Control relies on a combination of biosecurity, eradication of carrier flocks, and vaccination.

Biosecurity

• All-in, all-out management with thorough cleaning and disinfection between flocks.
• Rodent and insect control. The red mite (Dermanyssus gallinae) has been shown to harbor S. Gallinarum (see Ectoparasites of Poultry).
• Quarantine of new birds and testing prior to introduction.
• Use of Salmonella-free feed and chlorinated water.

Eradication Programs

Many national poultry health authorities implement voluntary or mandatory testing programs. The National Poultry Improvement Plan (NPIP) in the United States and similar schemes in Europe require routine serological testing of breeder flocks. All birds that react positively on plate agglutination tests are culled. Hatcheries must be certified free of pullorum disease.

Vaccination

Live attenuated vaccines are available for fowl typhoid, typically using a rough strain of S. Gallinarum (e.g., strain 9R). This vaccine is administered by injection or drinking water to growing pullets. It provides partial protection against clinical disease but does not prevent infection or shedding. Vaccination is uncommon for pullorum disease because the disease is amenable to eradication.

Inactivated (bacterin) vaccines are less effective and are rarely used.

Egg Sanitation

Eggs from infected breeder flocks should not be used for hatching. If salvage is attempted (not recommended), eggs can be fumigated with formaldehyde gas, but this does not eliminate all internal contamination.

Public Health Considerations

Neither S. Gallinarum nor S. Pullorum is considered a significant zoonotic hazard. Unlike S. Enteritidis, these serovars do not cause gastroenteritis in humans. Nevertheless, they have been isolated sporadically from human clinical specimens, often from laboratory workers or persons with close contact to infected birds. The risk is minimal compared to other Salmonella serovars.

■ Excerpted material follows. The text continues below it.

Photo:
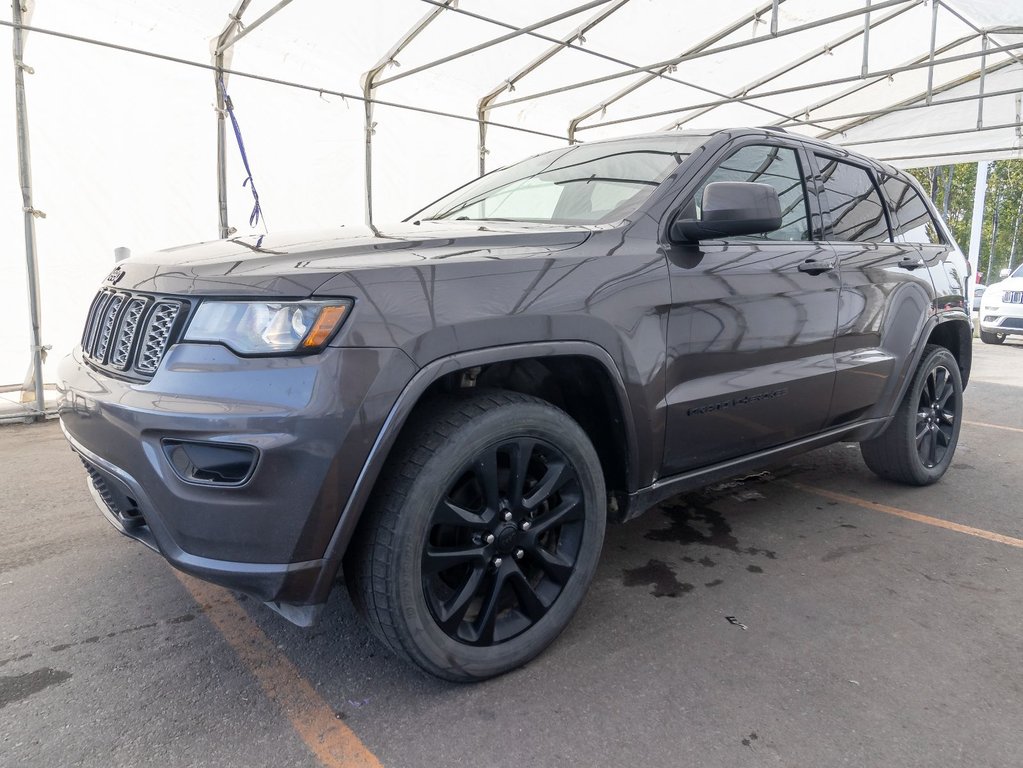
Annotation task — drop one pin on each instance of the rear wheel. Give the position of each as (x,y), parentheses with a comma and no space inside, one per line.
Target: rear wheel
(483,536)
(919,444)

This characteristic is important for differentiation from Salmonella in chickens that does have zoonotic risk, as discussed in the article on Salmonella in Chickens: Clinical Signs, Zoonotic Risks, and Diagnostic Differentiation from Other Enteric Pathogens.

References

[1] Gast RK, Porter RE Jr. Salmonella Infections. In: Swayne DE, Boulianne M, editors. Diseases of Poultry. 14th ed. Hoboken: Wiley-Blackwell; 2020. p. 719-753.

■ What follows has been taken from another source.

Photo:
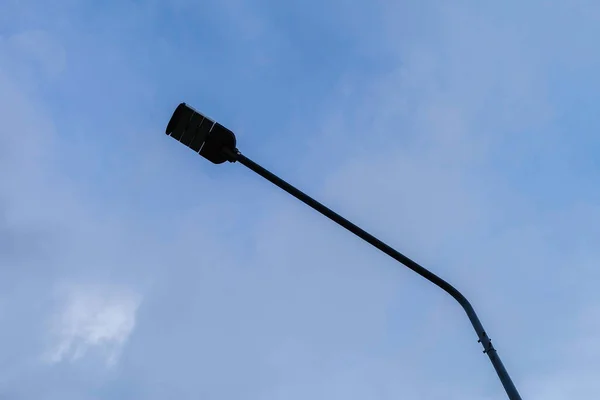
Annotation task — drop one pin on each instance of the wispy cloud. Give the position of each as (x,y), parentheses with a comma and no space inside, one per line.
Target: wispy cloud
(462,134)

[2] World Organisation for Animal Health. Manual of Diagnostic Tests and Vaccines for Terrestrial Animals. Chapter 3.3.11: Fowl typhoid and pullorum disease. Paris: WOAH; 2023.

[3] Barrow PA, Freitas Neto OC. Pullorum disease and fowl typhoid – new thoughts on old diseases: a review. Avian Pathology. 2011;40(1):1-13.

[4] Shivaprasad HL. Fowl typhoid and pullorum disease. In: Saif YM, editor. Diseases of Poultry. 13th ed. Ames: Iowa State Press; 2013. p. 678-693.

[5] Foley SL, Nayak R, Han J, et al. Population dynamics of Salmonella enterica serotypes in commercial egg and poultry production. Applied and Environmental Microbiology. 2011;77(13):4277-4286.